Moyamoya Syndrome (MMS) in a Patient With Sickle Cell Disease (SCD) and Protein S Deficiency

Parima Saxena 1, Hussam Alkaissi 2,3,1,, Riddhi Chauhan 4, John Muthu 5
Editors: Alexander Muacevic, John R Adler
PMCID: PMC9970684  PMID: 36860230

Abstract

The association between Moyamoya syndrome (MMS) and sickle cell disease (SCD) has been well-established in pediatric populations; however, limited literature exists documenting the characteristics and management of MMS in adult SCD patients. Studies have indicated the role of endovascular management in secondary stroke prevention for pediatric populations, with no current guidelines available for adult populations. Here, we describe a unique case of MMS in a 30-year-old patient with SCD and incidental protein S deficiency. Our unique case highlights a patient at high risk for neurosurgical intervention due to her hypercoagulable state who has benefitted from medical management. We also discuss current literature for the prevention of secondary cerebral vascular events and the role of further studies involving adult populations with MMS and SCD. 

Keywords: endovascular surgery, hereditary protein s deficiency, secondary stroke prevention, moyamoya disease (mmd), sickle cell disease: scd

Introduction

Sickle cell disease (SCD) is caused by a mutation in the beta globin chain of hemoglobin (HbS). It results in inadequate hemoglobin folding during periods of physiological stress, such as hypoxia, hyperosmolar states, infection, and acidosis. Inappropriate hemoglobin polymerization facilitates a sickled morphology, which causes vaso-occlusion, hemolytic anemia, ischemia-reperfusion injury, hyper-coagulability, and widespread inflammation [1]. The degree of vascular injury and inflammation in SCD predisposes patients to a higher rate of cerebral vascular accidents (CVA). Patients with homozygous SCD (HbSS) have an age-adjusted incidence of CVA of 0.61 per 100-person years [2]. CVAs in SCD patients have a multitude of arterial and venous etiologies, including ischemic, hemorrhagic, silent infarcts (asymptomatic infarcts noted incidentally on imaging), dural vein thrombosis and from Moyamoya syndrome (MMS) [3].  Moyamoya vasculopathy is a cerebrovascular condition described as a narrowing of the large intracranial arteries initially, triggering the development of small-vessel collaterals in the later stages of the disease. Reduced blood flow in the internal carotid arteries (ICAs) and their branches predisposes patients to recurrent strokes and transient ischemic events [4]. MMS is defined by a characteristic vasculopathy pattern on imaging alongside epidemiological risk factors such as SCD, neurofibromatosis type I, craniopharyngioma, medulloblastoma, Down syndrome, Graves disease, and renal artery stenosis [5]. Diagnosis is based on vessel narrowing and collateral formation, as seen on magnetic resonance angiography (MRA) [5]. Here, we describe a unique case of MMS in an adult patient with SCD and incidental protein S deficiency.

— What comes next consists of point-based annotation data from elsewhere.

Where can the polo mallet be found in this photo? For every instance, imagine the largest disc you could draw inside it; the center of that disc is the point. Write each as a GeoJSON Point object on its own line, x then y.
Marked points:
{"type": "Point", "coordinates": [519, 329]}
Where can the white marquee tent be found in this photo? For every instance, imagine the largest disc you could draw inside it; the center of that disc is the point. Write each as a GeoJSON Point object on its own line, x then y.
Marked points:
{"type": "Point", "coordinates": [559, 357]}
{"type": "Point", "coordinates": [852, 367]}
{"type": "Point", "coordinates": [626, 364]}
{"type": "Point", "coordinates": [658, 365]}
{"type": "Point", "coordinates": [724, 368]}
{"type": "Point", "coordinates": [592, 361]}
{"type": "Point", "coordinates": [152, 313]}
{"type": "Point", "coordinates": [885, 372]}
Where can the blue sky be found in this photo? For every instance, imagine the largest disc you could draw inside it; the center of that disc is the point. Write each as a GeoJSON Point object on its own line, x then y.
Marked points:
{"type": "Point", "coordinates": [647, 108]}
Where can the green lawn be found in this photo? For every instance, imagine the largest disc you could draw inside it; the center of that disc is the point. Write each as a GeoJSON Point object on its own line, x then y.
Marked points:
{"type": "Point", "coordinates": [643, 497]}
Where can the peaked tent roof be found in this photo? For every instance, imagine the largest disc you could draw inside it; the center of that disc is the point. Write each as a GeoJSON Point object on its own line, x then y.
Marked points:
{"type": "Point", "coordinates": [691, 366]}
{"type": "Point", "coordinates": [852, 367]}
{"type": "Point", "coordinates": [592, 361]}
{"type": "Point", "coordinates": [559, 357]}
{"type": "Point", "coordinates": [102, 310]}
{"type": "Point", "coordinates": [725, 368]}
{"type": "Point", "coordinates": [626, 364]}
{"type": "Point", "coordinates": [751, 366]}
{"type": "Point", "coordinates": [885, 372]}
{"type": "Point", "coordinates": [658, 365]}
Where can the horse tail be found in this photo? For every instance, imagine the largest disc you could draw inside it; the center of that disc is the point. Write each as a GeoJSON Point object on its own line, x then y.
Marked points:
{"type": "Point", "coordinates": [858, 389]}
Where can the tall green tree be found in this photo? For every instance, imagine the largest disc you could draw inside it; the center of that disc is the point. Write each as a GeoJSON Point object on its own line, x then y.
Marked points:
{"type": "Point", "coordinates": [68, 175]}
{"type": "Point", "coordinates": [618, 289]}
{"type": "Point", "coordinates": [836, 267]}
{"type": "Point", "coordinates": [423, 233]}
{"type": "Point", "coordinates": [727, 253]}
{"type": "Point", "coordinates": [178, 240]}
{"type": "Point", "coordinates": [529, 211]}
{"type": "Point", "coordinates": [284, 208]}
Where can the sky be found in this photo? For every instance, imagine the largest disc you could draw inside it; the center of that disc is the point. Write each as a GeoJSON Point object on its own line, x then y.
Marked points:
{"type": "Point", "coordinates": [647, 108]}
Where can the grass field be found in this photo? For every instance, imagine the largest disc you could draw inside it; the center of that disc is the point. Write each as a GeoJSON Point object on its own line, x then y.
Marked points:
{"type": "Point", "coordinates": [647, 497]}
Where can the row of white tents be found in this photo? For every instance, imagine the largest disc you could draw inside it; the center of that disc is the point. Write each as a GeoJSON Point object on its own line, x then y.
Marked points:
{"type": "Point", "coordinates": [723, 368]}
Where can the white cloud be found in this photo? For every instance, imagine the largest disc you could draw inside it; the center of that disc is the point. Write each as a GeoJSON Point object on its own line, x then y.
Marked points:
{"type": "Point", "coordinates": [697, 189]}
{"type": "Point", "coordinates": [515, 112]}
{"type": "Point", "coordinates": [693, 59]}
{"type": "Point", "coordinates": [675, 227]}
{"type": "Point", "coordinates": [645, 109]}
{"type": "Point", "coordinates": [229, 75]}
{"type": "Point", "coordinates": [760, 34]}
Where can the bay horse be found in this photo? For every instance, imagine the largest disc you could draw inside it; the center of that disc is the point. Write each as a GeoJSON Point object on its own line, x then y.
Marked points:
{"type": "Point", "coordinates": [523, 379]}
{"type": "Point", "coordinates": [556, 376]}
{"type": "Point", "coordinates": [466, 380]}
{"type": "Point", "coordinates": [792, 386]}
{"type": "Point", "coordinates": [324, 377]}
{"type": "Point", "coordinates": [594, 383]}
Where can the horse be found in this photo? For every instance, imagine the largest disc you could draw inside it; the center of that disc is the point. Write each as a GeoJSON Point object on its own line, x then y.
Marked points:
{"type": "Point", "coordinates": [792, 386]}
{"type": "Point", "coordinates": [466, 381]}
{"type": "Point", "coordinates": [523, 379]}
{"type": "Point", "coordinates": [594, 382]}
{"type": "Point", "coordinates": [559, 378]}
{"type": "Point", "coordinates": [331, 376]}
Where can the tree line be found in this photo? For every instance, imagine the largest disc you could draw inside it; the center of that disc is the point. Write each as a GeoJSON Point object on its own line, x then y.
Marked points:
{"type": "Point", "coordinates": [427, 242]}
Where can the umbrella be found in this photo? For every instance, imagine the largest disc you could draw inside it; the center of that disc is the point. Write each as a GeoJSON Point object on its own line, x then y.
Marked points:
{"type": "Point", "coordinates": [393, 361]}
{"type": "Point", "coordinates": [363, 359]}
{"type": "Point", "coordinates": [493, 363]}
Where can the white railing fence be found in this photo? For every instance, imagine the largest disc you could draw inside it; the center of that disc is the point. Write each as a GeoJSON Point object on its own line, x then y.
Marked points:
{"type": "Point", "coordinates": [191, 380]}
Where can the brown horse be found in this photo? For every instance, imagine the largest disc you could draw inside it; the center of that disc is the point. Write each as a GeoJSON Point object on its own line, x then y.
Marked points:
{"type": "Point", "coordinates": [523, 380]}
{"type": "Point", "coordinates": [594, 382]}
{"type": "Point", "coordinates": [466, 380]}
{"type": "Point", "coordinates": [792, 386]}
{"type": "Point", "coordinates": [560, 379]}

Her case outlines the considerations for stroke diagnosis in adult SCD patients and managing patients with concurrent SCD and hypercoagulable state. 

Case presentation

A 30-year-old female with a past medical history of homozygous SCD and prior pulmonary embolism presented to the sickle cell clinic to establish care. Her SCD (HbSS) is well-controlled, and she reports having rare pain crises and had one prior blood transfusion during her pregnancy a year before the presentation. Her hemoglobin baseline is between 8 and 9 g/dL. She experienced pulmonary embolism during her pregnancy one year before presentation, at 26 weeks of gestation. At that time, she was managed with six months of daily treatment doses of enoxaparin therapy. She has an etonogestrel implant for pregnancy prevention. She was offered hydroxyurea by her prior physician but declined.  One month before the presentation, she experienced sudden onset neurological symptoms, where she had new onset slurring of speech and word-finding difficulty, lasting a few hours. MRI brain was performed in an outside facility, for which the patient brought in the report, demonstrating gliotic changes in the left frontoparietal white matter, acute to subacute ischemic changes in the left parietooccipital lobe, and subacute vs. chronic hemorrhagic infarcts in the left parietal lobe; suggesting an extension of prior stroke. Since her symptom onset one month ago, she has been experiencing constant left-sided throbbing headaches unrelieved by codeine. The speech slurring and word-finding difficulty had subsided. She had no vision changes, weakness, numbness, or tingling. The physical exam was unremarkable. Given her concerning symptoms and abnormal MRI report from Guyana, the patient was referred to neurology for further evaluation of stroke in the setting of SCD. The patient was seen in the general neurology clinic, with concern for her neurologic presentation secondary to ischemic stroke with possible hemorrhagic conversion. Given her history of SCD, there also was a concern for arterial embolic stroke or cortical vein thrombosis. As such, the neurology team recommended a complete stroke workup. The brain MRI demonstrated small strokes in the left frontoparietal deep border zone with areas of hemorrosidden deposition, suggesting old hemorrhagic conversion. Magnetic resonance venography (MRV) showed no signs of dural sinus thrombosis. MRA was notable for left ICA terminus stenosis extending into the proximal left anterior cerebral artery (ACA) and middle cerebral arteries (MCAs) (Figures 1-2), consistent with Moyamoya vasculopathy.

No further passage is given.